Re: By The Dawn's Normal Light

From: Marshall Spight <mspight_at_dnai.com>
Date: Sun, 24 Oct 2004 04:54:35 GMT
Message-ID: <fAGed.415657$mD.319798_at_attbi_s02>


"Dawn M. Wolthuis" <dwolt_at_tincat-group.comREMOVE> wrote in message news:clecle$p04$1_at_news.netins.net...
> "Marshall Spight" <mspight_at_dnai.com> wrote in message
> news:ZMxed.303809$D%.296516_at_attbi_s51...
>
> > Sometimes you have ordered data, and sometimes you have unordered
> > data. Which primitive operations you want depends on which one
> > you have.
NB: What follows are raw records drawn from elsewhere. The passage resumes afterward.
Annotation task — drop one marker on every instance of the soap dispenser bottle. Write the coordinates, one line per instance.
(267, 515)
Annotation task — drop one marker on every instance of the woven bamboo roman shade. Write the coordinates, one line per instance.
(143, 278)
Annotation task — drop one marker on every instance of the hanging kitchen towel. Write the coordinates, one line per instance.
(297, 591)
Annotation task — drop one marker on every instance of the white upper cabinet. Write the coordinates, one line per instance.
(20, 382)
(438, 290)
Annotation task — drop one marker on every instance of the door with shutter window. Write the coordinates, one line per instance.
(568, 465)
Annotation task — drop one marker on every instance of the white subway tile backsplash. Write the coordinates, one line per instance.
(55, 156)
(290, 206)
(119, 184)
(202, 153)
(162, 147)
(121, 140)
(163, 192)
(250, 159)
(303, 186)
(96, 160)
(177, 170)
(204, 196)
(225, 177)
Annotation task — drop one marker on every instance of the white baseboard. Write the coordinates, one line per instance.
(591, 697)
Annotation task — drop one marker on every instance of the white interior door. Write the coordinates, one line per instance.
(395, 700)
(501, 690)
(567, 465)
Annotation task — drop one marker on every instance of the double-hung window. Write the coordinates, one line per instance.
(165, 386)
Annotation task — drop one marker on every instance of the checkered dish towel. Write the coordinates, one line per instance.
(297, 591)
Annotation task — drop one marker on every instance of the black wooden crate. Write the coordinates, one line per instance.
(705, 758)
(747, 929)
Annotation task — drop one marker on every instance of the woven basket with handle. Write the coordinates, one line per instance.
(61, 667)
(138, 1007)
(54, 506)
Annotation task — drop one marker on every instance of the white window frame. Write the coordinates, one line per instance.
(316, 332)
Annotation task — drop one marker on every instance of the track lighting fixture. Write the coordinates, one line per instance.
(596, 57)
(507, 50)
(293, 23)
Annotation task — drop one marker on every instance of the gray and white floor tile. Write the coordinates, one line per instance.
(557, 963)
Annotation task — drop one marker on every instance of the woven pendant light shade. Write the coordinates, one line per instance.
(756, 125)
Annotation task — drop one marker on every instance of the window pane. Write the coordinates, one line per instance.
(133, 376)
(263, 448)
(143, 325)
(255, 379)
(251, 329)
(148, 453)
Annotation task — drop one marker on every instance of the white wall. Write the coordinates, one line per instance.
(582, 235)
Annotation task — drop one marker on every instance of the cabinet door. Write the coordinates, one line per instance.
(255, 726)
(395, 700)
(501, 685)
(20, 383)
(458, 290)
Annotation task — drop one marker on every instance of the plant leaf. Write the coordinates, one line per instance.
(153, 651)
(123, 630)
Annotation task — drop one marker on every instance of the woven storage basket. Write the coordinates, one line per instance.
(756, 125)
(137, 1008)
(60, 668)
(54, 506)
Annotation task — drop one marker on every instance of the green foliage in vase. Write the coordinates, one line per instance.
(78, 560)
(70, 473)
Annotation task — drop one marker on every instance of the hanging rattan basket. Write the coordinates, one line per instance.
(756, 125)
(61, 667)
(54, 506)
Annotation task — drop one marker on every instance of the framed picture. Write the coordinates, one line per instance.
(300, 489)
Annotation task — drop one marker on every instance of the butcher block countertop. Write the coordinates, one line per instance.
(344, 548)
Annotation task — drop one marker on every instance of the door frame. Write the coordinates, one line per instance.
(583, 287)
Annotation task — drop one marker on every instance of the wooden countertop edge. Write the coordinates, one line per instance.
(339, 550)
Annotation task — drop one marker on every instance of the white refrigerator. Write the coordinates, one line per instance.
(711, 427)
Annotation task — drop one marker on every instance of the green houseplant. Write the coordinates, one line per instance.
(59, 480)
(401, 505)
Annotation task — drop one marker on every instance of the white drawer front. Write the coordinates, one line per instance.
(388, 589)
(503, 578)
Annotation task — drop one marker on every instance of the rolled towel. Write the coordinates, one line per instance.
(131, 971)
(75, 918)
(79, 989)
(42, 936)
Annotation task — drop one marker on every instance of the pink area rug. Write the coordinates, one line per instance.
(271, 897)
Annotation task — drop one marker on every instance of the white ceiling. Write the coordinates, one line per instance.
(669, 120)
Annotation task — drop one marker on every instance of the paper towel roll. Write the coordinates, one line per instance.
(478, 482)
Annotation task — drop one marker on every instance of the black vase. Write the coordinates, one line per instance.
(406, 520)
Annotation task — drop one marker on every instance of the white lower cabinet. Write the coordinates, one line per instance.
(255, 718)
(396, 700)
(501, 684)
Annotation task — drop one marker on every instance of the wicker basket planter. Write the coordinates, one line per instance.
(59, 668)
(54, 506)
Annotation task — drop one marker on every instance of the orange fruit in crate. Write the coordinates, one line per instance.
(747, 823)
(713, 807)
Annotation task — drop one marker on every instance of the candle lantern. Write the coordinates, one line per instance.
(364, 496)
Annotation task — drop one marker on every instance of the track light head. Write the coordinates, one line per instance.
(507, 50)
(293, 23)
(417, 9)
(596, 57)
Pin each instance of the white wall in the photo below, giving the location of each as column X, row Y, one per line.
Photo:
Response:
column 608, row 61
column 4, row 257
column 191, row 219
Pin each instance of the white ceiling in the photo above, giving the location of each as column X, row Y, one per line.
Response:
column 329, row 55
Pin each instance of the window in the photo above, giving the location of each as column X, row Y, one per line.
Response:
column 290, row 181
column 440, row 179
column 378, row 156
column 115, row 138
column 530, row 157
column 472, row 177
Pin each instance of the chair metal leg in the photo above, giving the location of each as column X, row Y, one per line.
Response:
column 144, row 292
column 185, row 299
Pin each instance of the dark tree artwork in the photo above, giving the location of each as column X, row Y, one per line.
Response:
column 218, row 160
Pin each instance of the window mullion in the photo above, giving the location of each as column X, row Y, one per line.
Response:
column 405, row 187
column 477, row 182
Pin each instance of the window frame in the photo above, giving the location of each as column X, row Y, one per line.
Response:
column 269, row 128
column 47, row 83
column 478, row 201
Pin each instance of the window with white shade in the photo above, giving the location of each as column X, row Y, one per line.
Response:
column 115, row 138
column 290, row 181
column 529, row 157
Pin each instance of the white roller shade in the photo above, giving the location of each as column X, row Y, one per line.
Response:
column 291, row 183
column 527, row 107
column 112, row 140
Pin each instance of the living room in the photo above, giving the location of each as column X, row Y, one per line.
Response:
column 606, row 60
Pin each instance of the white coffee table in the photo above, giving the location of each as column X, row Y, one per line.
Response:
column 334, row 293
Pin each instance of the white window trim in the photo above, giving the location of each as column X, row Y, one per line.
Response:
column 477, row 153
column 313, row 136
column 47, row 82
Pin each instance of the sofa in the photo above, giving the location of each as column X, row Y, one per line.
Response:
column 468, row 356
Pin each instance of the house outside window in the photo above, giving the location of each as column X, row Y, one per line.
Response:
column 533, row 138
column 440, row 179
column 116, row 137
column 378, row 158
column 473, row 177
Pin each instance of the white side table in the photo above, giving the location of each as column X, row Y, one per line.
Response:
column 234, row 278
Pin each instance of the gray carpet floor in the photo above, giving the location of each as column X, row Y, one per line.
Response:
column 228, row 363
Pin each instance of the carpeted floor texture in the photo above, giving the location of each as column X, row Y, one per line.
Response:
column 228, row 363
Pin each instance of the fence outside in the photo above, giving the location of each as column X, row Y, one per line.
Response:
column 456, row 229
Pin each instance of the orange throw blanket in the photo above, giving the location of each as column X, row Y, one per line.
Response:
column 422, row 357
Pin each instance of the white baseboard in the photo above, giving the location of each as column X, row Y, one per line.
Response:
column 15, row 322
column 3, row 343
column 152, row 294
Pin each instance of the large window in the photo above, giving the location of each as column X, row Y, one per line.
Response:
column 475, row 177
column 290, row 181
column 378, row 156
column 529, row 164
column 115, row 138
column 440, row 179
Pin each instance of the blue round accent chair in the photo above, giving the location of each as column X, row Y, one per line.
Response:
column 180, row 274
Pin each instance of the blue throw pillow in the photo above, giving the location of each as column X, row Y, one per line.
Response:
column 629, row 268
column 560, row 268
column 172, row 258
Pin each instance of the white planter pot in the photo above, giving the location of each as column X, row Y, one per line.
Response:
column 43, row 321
Each model handles one well and ignores the other.
> >
> > I propose that the ideal model would handle both, and have
> > relatively simple ways of transforming one into the other.
>
> I'm in.

Deal!

> > Lists are simpler and sometimes therefore the better choice.
> > Relations are more powerful, but that can mean more
> > complexity than you need.
>
> Functions are even more powerful -- you know you have a unique primary key
> that, effectively, maps to the remainder of the data for that, uh, record.
> I'm not sure what the current view of that is with relations, but I believe
> that each relation must have one or more (sets of) candidate keys. In that
> case, we can view them as functions as well, choosing one of the candidate
> key sets as the "from" and the remainder of the attributes as the "to".

I guess I'm not sure what "the current view" is either, but I would certainly insist that relations have at least one candidate key, and thus function is a subtype of relation.

I am reminded of a term Joshua Bloch uses: the "power to weight ratio." (Here "weight" is conceptual weight.) Lists, functions, and relations all do very well by this measure.